2. Somut olayda, mahkemece; sözleşme kapsamında alacak miktarı likit olmakla itirazında haksız olduğu anlaşılan davalılardan kabul edilen asıl alacağın %20'si oranında icra inkar tazminatının alınıp davacıya verilmesine şeklinde hüküm tesis edilmemiş olması, usul ve kanuna aykırı olup bozmayı gerektirir.
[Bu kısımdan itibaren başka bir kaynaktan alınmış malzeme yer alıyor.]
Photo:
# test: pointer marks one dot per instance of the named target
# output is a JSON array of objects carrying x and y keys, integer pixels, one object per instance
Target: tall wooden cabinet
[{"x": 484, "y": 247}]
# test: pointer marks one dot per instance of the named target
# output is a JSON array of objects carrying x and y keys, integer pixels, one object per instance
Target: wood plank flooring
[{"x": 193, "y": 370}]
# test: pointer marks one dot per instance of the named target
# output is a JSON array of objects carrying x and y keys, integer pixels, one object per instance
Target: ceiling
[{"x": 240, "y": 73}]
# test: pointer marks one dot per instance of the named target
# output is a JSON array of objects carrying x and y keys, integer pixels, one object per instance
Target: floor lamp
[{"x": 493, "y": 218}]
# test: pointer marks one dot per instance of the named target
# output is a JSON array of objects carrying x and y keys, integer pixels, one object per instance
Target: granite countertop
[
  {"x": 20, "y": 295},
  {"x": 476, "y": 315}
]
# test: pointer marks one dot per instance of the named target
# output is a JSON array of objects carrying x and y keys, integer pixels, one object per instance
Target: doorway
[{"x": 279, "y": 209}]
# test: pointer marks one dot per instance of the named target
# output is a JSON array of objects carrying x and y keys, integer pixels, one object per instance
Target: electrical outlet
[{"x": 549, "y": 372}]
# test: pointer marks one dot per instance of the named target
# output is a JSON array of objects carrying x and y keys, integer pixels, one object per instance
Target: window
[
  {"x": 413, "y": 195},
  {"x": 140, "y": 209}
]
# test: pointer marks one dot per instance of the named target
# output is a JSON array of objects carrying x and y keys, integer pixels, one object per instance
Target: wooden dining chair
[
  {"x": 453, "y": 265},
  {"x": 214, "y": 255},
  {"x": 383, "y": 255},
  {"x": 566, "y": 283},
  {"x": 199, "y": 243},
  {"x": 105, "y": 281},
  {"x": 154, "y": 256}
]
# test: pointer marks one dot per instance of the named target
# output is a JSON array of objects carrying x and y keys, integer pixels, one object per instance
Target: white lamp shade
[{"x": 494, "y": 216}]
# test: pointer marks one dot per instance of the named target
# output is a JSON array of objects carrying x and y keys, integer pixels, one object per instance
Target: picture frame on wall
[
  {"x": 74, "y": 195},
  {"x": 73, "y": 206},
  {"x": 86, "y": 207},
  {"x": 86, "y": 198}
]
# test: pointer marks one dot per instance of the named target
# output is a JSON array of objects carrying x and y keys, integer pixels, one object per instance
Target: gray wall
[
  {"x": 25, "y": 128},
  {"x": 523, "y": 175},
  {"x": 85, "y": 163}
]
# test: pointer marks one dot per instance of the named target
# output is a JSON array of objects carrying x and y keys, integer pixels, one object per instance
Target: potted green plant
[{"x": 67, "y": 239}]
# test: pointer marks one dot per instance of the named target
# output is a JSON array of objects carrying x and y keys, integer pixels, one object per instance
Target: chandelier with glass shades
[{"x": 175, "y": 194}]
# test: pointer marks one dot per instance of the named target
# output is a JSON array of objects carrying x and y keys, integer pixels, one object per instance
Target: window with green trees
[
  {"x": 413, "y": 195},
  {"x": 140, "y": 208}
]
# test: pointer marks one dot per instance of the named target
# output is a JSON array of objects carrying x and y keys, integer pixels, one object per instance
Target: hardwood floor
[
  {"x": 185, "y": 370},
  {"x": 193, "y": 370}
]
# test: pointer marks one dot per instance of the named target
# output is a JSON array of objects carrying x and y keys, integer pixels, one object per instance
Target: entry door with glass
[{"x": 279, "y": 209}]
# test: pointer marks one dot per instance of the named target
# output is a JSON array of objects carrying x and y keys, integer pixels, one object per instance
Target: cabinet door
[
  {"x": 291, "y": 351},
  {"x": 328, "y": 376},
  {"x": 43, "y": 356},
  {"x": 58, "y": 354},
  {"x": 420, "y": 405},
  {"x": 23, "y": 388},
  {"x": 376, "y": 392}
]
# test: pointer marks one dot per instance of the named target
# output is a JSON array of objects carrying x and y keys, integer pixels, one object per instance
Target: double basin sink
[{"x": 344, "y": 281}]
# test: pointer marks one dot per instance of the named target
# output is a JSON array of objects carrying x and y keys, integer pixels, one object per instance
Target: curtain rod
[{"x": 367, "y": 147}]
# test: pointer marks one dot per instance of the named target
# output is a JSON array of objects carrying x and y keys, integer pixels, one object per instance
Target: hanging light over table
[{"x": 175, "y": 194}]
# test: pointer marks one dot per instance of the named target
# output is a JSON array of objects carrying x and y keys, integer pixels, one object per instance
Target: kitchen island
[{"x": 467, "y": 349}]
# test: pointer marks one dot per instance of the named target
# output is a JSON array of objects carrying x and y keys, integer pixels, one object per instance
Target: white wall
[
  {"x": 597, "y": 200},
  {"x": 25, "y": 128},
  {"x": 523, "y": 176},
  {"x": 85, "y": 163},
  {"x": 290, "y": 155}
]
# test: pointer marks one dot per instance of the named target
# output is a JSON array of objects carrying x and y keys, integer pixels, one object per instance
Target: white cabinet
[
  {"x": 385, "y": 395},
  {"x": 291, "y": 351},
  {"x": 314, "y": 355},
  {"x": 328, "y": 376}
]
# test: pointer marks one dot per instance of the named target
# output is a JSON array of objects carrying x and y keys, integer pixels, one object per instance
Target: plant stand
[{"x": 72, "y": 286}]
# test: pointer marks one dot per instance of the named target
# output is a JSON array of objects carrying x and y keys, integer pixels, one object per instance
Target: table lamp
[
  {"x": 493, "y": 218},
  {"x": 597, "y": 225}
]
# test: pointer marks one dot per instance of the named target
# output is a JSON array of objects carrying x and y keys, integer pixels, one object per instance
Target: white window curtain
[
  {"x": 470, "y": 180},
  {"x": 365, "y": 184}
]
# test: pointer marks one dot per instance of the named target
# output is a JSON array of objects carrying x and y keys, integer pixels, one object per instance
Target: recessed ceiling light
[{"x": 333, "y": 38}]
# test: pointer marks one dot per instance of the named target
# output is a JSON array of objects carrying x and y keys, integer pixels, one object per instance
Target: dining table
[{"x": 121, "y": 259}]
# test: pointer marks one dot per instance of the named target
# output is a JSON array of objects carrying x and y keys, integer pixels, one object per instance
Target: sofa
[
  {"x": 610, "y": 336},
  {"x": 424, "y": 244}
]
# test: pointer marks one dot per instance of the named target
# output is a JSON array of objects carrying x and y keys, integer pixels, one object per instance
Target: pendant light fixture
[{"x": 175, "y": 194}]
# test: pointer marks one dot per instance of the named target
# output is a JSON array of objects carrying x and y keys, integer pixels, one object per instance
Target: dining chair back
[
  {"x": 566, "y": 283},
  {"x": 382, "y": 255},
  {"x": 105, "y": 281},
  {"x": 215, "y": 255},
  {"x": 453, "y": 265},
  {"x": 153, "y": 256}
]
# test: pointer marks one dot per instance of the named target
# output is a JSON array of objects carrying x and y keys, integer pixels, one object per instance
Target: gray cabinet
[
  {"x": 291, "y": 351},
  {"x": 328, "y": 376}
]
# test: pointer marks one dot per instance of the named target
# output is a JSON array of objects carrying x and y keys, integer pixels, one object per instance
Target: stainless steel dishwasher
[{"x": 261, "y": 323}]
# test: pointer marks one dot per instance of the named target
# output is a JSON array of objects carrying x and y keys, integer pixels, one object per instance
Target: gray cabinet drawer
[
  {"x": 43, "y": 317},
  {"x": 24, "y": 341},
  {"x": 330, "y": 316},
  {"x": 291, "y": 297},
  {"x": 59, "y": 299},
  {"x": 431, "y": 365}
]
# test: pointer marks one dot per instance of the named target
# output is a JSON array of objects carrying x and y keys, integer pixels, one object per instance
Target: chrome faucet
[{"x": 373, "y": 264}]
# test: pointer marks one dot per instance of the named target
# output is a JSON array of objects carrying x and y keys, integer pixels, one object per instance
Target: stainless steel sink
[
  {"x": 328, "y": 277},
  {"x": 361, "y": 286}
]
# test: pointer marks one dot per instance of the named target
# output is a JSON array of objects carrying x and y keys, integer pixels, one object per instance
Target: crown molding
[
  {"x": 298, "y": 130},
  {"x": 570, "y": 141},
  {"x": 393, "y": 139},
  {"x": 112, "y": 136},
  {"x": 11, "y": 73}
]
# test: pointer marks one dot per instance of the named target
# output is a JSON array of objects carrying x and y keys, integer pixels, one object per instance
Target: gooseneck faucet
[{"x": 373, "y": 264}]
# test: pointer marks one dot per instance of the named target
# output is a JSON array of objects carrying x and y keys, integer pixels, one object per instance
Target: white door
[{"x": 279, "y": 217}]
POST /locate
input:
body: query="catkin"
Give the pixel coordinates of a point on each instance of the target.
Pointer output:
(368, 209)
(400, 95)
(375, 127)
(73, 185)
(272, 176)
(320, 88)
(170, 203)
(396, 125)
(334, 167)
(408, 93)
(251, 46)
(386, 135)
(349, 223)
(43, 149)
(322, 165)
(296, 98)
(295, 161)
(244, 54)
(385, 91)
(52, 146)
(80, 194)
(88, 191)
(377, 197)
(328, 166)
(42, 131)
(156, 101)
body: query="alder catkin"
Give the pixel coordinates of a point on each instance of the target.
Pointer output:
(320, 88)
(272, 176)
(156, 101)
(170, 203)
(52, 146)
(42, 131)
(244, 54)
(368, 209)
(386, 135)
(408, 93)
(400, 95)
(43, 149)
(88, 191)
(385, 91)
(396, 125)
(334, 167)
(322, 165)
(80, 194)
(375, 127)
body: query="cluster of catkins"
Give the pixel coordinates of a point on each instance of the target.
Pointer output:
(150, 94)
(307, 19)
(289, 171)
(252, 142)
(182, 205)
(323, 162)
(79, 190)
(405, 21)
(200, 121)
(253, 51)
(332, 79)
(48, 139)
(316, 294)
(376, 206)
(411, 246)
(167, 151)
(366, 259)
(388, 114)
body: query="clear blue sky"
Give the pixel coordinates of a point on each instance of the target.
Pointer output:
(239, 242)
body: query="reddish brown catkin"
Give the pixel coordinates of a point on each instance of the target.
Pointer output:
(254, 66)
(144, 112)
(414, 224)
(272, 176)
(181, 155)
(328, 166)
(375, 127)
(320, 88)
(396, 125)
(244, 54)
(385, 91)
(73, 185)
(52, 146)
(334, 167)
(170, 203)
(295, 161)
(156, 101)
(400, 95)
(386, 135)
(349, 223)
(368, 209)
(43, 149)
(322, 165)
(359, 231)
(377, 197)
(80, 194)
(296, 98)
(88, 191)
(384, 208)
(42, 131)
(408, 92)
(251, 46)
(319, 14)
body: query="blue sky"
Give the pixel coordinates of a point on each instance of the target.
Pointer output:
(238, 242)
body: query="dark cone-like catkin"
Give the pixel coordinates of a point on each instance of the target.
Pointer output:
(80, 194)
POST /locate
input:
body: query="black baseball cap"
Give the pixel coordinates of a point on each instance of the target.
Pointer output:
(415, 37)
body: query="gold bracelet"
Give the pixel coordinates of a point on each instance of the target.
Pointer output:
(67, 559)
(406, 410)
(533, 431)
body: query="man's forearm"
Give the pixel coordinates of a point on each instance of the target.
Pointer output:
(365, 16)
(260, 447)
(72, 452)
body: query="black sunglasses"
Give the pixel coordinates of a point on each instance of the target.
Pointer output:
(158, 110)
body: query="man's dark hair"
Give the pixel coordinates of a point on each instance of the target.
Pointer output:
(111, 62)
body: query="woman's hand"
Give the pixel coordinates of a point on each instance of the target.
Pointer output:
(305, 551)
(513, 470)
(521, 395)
Ne var ki bu yanlışlığın giderilmesi yeniden yargılama yapılmasını gerektirmediğinden 6100 sayılı Hukuk Muhakemeleri Kanunu'na (6100 sayılı Kanun) eklenen Geçici 3 üncü maddesi atfıyla uygulanmakta olan 1086 sayılı Hukuk Usulü Muhakemeleri Kanunu'nun (1086 sayılı Kanun) 438 inci maddesinin yedinci fıkrası uyarınca temyiz olunan Mahkeme kararının düzeltilerek onanması gerekir.

VI. KARAR

Açıklanan sebeplerle;

1. Davacı vekilinin sair temyiz itirazlarının REDDİNE,

2. Davacı tarafın icra inkar tazminatına yönelik temyiz itirazının kabulü ile temyiz olunan Mahkeme kararının hüküm fıkrasının (4) numaralı bendinde yer alan “4-Alacak likit olmadığından icra inkar tazminat talebinin reddine,” ibaresinin çıkartılarak yerine “4-Davacının icra inkar tazminatının kabulü ile asıl alacağın %20'si tutarında olan 370,37 TL tazminatın davalılardan alınarak davacıya verilmesine,” ibaresinin yazılması suretiyle hükmün DÜZELTİLEREK ONANMASINA,

Peşin alınan temyiz harcının istek hâlinde ilgiliye iadesine,

6100 sayılı Kanun'un Geçici 3 üncü maddesi atfıyla uygulanmakta olan 1086 sayılı Kanun'un 440 ıncı maddesi uyarınca karar düzeltme yolu kapalı olmak üzere,

16.03.2023 tarihinde oy birliğiyle karar verildi.